I forgot to mention, they must be positive integers (as far as I remember). Is it posible to find one combination of numbers? If so, could you show me how?

 

[Lucas Shine]

hmm... does it work if a=10^66, b=2(10^66), c=3(10^66) and d=4(10^66)

A friend is telling me that I'm close but wrong. Can you verify either his or my statement?


Appreciate it

 

[tommykins]

I personally can't see an optimal way of doing it without trial and error.

Noting 100^100 = (10^2)^100 = 10^200

(10^66)^3 = 10^198 so it is possible that you're close, altough with your abcd values you'd get 10^198(1+8+27+64) = 100*10^198 = (10^2).(10^198) = 10^200 = 100^100 as above..

maybe an error in there, but you should be right.

 

[Iruka]

100^100=100 x 100^99 = 100 x (100^33)^3

100 = 1+8+27+64

i think you can work it out from there.

 

[Affinity]

what about uniqueness/knowing that all solutions are found

 

[Iruka]

Well, I never claimed that it was the only solution.
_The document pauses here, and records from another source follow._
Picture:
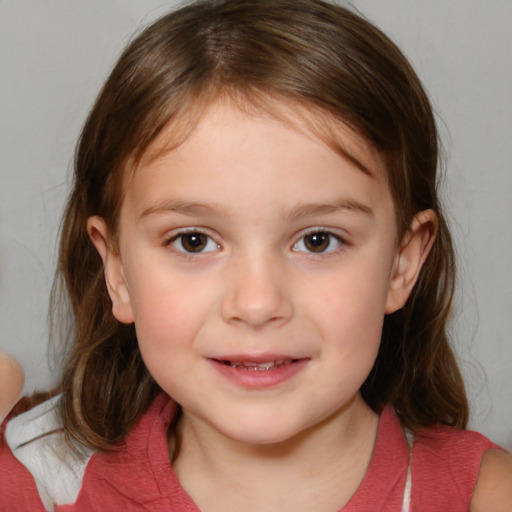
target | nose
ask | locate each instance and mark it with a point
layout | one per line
(256, 294)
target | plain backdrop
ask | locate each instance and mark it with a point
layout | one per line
(55, 54)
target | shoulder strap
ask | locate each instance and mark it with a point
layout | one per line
(36, 439)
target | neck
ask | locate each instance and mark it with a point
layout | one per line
(325, 463)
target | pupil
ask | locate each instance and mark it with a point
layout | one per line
(317, 242)
(194, 242)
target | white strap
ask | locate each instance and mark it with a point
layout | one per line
(406, 503)
(36, 439)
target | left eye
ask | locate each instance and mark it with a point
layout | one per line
(318, 242)
(194, 242)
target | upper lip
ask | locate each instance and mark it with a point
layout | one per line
(256, 358)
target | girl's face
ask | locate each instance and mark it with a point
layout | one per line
(257, 265)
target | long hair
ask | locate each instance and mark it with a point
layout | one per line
(305, 52)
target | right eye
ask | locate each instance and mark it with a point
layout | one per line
(193, 242)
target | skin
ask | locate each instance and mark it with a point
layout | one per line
(11, 383)
(256, 193)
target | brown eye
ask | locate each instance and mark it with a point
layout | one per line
(194, 242)
(318, 242)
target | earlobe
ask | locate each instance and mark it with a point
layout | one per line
(410, 257)
(113, 269)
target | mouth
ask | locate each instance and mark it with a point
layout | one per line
(258, 366)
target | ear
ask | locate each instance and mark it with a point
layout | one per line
(411, 254)
(113, 269)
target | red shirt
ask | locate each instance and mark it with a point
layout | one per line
(138, 476)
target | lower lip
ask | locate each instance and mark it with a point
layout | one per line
(259, 379)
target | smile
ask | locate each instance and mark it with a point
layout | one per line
(258, 367)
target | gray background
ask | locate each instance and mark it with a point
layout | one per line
(55, 55)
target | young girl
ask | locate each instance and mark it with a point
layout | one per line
(259, 276)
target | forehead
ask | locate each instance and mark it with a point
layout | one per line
(253, 161)
(315, 123)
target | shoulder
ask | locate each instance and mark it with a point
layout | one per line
(493, 491)
(34, 446)
(446, 464)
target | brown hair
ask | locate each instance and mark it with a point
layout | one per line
(307, 52)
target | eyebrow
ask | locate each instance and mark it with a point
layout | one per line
(309, 210)
(303, 210)
(184, 208)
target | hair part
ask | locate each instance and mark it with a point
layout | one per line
(320, 57)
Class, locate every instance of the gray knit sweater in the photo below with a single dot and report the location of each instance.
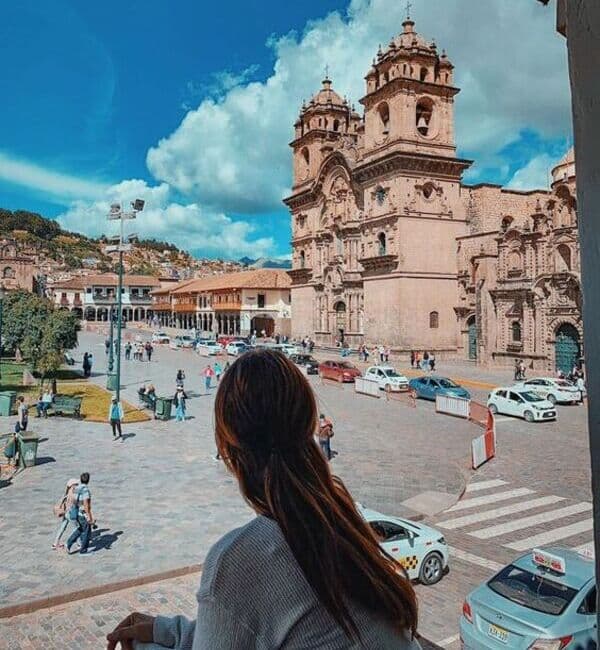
(253, 595)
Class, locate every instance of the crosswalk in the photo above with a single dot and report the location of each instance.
(519, 518)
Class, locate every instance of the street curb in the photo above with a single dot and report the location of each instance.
(100, 590)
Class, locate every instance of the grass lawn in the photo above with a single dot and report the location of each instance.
(96, 399)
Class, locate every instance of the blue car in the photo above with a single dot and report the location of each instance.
(428, 387)
(544, 600)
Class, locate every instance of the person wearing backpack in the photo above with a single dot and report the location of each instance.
(81, 514)
(62, 509)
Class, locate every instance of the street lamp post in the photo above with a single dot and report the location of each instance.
(116, 212)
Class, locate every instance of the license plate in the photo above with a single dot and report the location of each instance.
(498, 633)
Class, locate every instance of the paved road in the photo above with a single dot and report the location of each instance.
(162, 500)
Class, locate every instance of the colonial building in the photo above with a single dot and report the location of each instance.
(93, 297)
(230, 303)
(389, 245)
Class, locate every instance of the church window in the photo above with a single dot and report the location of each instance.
(563, 258)
(384, 117)
(516, 331)
(434, 320)
(424, 116)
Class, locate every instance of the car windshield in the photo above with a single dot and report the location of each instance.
(447, 383)
(531, 397)
(531, 590)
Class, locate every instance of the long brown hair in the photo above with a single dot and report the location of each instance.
(265, 420)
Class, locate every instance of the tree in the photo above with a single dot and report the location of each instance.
(42, 332)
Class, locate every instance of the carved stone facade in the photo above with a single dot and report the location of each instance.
(389, 246)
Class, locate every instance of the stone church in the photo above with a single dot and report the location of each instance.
(390, 246)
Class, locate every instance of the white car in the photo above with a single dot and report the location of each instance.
(236, 348)
(209, 348)
(521, 404)
(182, 341)
(387, 378)
(420, 549)
(557, 391)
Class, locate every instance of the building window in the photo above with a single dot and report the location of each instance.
(516, 332)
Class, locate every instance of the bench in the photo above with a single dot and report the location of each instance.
(65, 405)
(147, 400)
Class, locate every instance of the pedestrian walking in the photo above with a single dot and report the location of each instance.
(180, 403)
(324, 435)
(81, 514)
(208, 374)
(62, 510)
(86, 364)
(22, 413)
(218, 371)
(115, 416)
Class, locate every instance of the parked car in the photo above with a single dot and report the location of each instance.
(557, 391)
(209, 348)
(387, 378)
(420, 549)
(160, 337)
(306, 361)
(521, 404)
(341, 371)
(428, 387)
(545, 599)
(236, 348)
(182, 341)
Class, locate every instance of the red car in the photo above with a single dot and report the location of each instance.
(338, 371)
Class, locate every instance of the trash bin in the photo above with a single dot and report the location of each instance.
(163, 408)
(7, 402)
(28, 442)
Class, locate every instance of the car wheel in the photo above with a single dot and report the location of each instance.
(431, 570)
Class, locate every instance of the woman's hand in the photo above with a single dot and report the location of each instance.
(136, 627)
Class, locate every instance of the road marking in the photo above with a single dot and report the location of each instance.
(490, 498)
(484, 485)
(474, 559)
(532, 520)
(552, 535)
(496, 513)
(444, 643)
(586, 548)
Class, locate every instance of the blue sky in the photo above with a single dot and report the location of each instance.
(191, 104)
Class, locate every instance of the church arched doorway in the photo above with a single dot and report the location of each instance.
(472, 338)
(567, 348)
(340, 319)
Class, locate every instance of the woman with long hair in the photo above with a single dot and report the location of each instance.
(307, 571)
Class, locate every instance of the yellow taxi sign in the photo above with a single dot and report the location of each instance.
(549, 561)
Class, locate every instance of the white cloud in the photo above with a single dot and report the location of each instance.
(46, 181)
(189, 226)
(231, 151)
(535, 174)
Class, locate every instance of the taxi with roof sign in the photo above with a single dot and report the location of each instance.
(544, 600)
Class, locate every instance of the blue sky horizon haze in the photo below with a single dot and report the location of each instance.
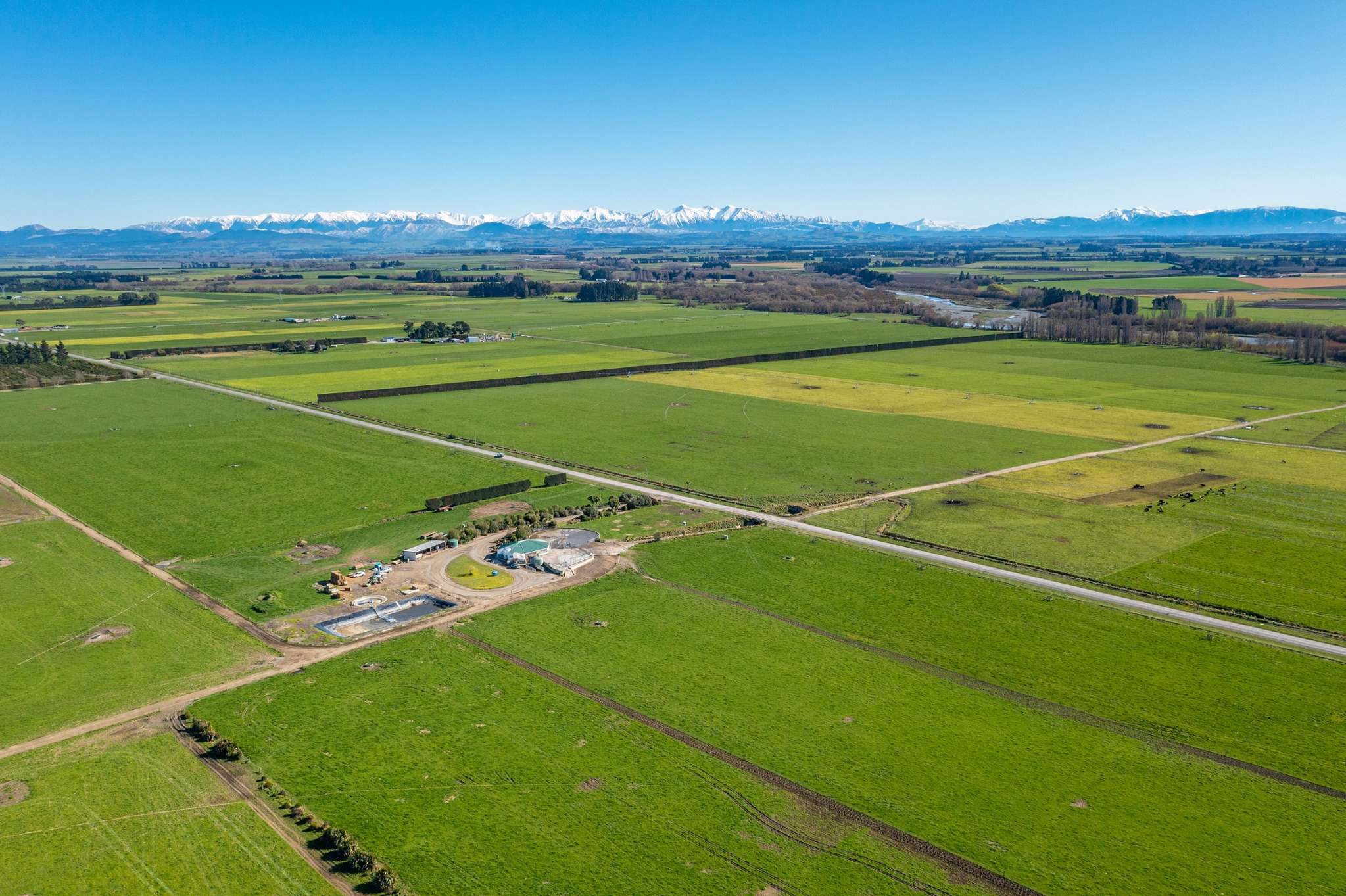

There are lots of theorems about writing numbers as the sum of squares, but I don't know anything about sums of cubes.

Actually, I think the solution illustrates the fact that
(1+2+3+...+n)^2=1^3+2^3+...+n^3

So any triangular number squared can be written as the sum of n cubes.

 

[pman]

there are infinite solutions, it you introduce parameters for 3, you can find the last in relation to those parameters but thats about it

 

[Affinity]

it's finite.. all of them have to be positive integers

 

[tommykins]

it's finite.. all of them have to be positive integers

If they could be negative however, without rigorous proof - is it safe to say that there possibly exists infinite solutions?

 

[Archman]

According to this site: Sum of four cubes

n = 100 000000 000000 000000 000000 000000 000000 000000 000000 000000 000000
000000 000000 000000 000000 000000 000000 000000 000000 000000 000000 000000
000000 000000 000000 000000 000000 000000 000000 000000 000000 000000 000000
000000 (201 digits)

n = a^3 + b^3 + c^3 + d^3
a = 5 555555 555555 555555 555555 555555 555555 555555 555555 555555 555555
555555 555555 555555 555555 555555 555555 555555 555555 555555 555555 555555
555555 555555 555555 555555 555555 555555 555555 555555 555555 555555 555555
555561 (199 digits)
b = -5 555555 555555 555555 555555 555555 555555 555555 555555 555555 555555
555555 555555 555555 555555 555555 555555 555555 555555 555555 555555 555555
555555 555555 555555 555555 555555 555555 555555 555555 555555 555555 555555
555570 (199 digits)
c = -16 666666 666666 666666 666666 666666 666666 666666 666666 666666 666666
666666 666666 666666 666666 666666 666666 666666 666666 666666 666666 666666
666666 666666 666666 666666 666666 666666 666666 666666 666666 666666 666666
666697 (200 digits)
d = 16 666666 666666 666666 666666 666666 666666 666666 666666 666666 666666
666666 666666 666666 666666 666666 666666 666666 666666 666666 666666 666666
666666 666666 666666 666666 666666 666666 666666 666666 666666 666666 666666
666698 (200 digits)


Read Cubic Number -- from Wolfram MathWorld for more info about expressing numbers as sum of four cubes. I suspect that the question you're given was not an exercise. Probably to provoke thoughts on whether it is always possible to express numbers in terms of sum of cubes etc.

Also read up on expressing numbers on sum of four squares too! Interesting stuff.